Praying In Community

Why Do We Need Ten?

Jews are encouraged to pray in community, and some of the most important prayers, such as the Mourner’s Kaddish, can only be recited in a minyan (quorum) of ten Jews. Why is it so important to pray with nine other people? Isn’t prayer a time to commune privately with God rather than a time for socializing with others?

Rabbi Yissocher Frand explains the value of communal prayer with a parable. It’s the day of the final exam for a university class. The instructor tells the students that they have three hours to complete the exam, and they must submit their test on time or they will be disqualified. At the end of the three hours, all of the students hand in their papers – except for one student who takes an additional fifteen minutes. When this student tries to submit his exam, the professor refuses to take it. The student asks the teacher, “Do you know who I am??” The professor responds that he doesn’t know or care; the deadline for test submission applies to all students. The student asks again, “You really don’t know who I am?” The professor again replies that whoever the student is and no matter his connections, he still cannot submit his test late. In a flash, the student slips his test into the stack of exams on the professor’s desk. “Now you’ll have no idea which one is mine!” he says before rushing away.
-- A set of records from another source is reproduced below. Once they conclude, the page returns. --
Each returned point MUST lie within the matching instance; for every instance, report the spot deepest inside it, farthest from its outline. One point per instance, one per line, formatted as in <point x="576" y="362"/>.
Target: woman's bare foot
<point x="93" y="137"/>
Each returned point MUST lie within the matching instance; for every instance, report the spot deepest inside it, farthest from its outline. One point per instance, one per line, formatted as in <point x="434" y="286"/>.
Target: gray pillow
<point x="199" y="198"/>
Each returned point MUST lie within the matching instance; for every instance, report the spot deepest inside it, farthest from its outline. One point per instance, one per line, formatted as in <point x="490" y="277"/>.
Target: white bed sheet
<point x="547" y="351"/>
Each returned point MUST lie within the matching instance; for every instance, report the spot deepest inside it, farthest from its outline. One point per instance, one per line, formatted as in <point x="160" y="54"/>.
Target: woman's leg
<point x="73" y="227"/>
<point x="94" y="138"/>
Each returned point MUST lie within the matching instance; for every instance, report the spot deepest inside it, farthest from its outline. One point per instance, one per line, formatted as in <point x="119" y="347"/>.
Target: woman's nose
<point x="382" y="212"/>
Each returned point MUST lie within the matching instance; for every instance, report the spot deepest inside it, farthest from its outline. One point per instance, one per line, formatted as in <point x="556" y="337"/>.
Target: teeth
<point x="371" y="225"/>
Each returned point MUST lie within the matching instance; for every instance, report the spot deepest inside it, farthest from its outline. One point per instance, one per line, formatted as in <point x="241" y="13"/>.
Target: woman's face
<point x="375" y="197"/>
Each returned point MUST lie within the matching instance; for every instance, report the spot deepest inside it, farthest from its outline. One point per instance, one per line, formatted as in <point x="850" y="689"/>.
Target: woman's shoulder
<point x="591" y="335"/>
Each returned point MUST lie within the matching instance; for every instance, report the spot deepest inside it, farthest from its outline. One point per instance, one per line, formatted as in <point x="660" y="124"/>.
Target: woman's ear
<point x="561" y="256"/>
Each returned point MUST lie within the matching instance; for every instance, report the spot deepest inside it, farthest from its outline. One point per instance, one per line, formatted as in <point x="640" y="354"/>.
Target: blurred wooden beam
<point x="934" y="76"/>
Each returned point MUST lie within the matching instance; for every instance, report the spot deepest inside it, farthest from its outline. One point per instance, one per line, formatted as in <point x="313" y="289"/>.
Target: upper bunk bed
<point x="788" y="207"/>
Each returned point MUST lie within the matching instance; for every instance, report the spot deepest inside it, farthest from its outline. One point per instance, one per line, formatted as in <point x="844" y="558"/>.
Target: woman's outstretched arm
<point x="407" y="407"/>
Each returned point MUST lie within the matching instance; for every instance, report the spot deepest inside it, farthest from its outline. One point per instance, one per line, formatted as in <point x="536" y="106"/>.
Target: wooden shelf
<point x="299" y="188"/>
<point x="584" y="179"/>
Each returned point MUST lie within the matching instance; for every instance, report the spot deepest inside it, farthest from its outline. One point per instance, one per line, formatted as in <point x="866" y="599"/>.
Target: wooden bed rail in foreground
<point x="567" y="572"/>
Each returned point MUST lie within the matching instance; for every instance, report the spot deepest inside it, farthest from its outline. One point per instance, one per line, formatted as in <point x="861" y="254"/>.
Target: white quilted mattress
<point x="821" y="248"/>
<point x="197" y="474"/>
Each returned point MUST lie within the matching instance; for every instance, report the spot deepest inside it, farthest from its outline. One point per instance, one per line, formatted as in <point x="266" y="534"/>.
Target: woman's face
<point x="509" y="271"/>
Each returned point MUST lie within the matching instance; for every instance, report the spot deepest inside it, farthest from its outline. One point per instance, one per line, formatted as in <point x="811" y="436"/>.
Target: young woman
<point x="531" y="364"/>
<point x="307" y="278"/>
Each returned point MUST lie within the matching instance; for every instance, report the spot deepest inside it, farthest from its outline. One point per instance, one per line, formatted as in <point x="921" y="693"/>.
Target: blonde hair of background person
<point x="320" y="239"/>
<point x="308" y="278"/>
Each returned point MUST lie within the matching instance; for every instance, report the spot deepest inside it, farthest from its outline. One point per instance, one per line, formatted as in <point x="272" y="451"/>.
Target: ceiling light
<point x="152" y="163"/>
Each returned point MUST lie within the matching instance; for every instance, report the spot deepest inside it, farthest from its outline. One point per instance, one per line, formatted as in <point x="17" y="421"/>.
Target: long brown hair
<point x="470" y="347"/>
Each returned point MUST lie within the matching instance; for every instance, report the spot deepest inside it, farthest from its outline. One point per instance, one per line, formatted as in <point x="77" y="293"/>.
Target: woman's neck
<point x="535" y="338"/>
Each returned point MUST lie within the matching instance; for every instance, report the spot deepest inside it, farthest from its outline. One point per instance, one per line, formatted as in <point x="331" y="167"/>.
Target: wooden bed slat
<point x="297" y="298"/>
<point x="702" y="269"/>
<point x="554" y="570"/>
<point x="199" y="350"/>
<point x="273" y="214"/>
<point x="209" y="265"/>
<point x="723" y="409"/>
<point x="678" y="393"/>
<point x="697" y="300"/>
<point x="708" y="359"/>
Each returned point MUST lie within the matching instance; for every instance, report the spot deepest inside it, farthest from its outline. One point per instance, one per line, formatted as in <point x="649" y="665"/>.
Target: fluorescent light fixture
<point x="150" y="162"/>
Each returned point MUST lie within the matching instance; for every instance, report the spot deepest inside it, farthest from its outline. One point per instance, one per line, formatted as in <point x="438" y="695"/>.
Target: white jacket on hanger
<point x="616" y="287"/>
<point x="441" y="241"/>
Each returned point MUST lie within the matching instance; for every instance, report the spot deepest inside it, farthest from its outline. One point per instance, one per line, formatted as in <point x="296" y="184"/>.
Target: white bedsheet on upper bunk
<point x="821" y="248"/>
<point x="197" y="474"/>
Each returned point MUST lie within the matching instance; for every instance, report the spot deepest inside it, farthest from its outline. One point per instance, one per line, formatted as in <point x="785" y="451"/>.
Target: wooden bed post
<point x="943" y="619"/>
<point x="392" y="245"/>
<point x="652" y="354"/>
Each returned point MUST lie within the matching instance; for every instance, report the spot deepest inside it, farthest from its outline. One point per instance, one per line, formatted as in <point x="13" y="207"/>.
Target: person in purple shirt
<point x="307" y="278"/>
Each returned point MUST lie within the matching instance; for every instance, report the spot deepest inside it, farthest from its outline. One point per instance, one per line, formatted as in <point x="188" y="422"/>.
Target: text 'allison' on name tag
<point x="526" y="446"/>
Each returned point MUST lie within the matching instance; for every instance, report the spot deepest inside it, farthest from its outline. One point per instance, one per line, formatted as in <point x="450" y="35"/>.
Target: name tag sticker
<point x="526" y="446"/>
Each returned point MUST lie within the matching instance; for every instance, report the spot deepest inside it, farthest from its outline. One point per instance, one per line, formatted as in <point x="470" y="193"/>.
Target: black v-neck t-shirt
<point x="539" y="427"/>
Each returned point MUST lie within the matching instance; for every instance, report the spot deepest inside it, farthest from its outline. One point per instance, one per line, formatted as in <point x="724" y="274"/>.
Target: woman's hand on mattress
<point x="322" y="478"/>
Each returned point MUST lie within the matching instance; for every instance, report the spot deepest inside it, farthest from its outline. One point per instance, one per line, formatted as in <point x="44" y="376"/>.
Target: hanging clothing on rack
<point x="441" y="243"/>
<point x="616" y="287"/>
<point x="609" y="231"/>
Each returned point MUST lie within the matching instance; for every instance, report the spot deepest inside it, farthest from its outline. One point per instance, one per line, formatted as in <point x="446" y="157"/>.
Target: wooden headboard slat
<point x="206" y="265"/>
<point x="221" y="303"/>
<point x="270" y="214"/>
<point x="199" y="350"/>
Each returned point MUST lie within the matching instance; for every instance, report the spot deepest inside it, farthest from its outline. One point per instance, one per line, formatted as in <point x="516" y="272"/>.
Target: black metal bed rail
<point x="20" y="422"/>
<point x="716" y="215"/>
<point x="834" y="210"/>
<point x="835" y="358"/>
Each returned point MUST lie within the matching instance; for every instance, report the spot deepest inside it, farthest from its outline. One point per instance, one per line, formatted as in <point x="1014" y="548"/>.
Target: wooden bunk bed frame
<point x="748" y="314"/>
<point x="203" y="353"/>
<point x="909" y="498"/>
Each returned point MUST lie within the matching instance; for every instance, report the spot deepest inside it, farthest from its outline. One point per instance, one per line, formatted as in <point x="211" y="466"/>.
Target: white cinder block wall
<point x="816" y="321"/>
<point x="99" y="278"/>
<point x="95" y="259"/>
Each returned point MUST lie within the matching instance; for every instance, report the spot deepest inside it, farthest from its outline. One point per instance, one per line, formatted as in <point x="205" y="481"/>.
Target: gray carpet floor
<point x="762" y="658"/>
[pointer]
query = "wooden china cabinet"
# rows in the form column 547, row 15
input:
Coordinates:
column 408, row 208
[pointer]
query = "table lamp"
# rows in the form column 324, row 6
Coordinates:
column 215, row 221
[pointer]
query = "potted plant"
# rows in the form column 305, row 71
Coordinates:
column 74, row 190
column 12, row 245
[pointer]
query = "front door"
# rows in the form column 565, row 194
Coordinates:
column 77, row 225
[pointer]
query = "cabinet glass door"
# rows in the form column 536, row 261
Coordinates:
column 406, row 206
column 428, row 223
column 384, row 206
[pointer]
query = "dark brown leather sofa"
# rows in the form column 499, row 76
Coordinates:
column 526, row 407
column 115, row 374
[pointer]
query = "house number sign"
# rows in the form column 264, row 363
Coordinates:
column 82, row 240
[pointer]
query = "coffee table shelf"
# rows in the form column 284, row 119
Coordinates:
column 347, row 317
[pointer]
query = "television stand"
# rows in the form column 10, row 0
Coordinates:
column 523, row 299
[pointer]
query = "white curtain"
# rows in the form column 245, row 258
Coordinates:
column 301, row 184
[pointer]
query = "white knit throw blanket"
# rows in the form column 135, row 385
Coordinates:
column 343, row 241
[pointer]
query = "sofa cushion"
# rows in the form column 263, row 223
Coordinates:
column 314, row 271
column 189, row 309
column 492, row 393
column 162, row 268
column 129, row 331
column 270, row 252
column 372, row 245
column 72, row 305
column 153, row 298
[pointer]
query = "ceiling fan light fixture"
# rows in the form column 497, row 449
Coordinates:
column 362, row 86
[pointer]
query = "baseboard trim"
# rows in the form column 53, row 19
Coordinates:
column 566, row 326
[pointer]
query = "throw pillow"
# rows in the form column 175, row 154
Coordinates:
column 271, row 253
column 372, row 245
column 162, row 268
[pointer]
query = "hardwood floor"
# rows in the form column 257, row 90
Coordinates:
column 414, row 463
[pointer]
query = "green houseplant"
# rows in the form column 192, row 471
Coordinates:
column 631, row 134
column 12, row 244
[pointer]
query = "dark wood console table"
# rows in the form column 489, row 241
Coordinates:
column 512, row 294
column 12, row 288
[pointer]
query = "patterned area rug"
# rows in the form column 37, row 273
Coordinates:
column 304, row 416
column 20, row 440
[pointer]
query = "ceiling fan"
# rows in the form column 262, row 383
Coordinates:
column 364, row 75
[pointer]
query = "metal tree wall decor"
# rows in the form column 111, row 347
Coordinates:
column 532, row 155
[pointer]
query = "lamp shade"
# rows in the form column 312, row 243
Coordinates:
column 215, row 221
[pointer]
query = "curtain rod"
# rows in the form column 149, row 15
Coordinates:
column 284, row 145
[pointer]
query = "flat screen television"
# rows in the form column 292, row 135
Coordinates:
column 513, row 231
Rabbi Frand likens this to our prayers. God knows who each one of us is, of course, but we’re not all at the same level of righteousness. By praying with at least nine other people, those of us who are at a lower level spiritually benefit by mixing in their prayers with those more deserving. Extending Rabbi Frand’s metaphor, the people we surround ourselves with define who we are, so it’s better to be with people who are exceptionally good, rather than people who make us look good!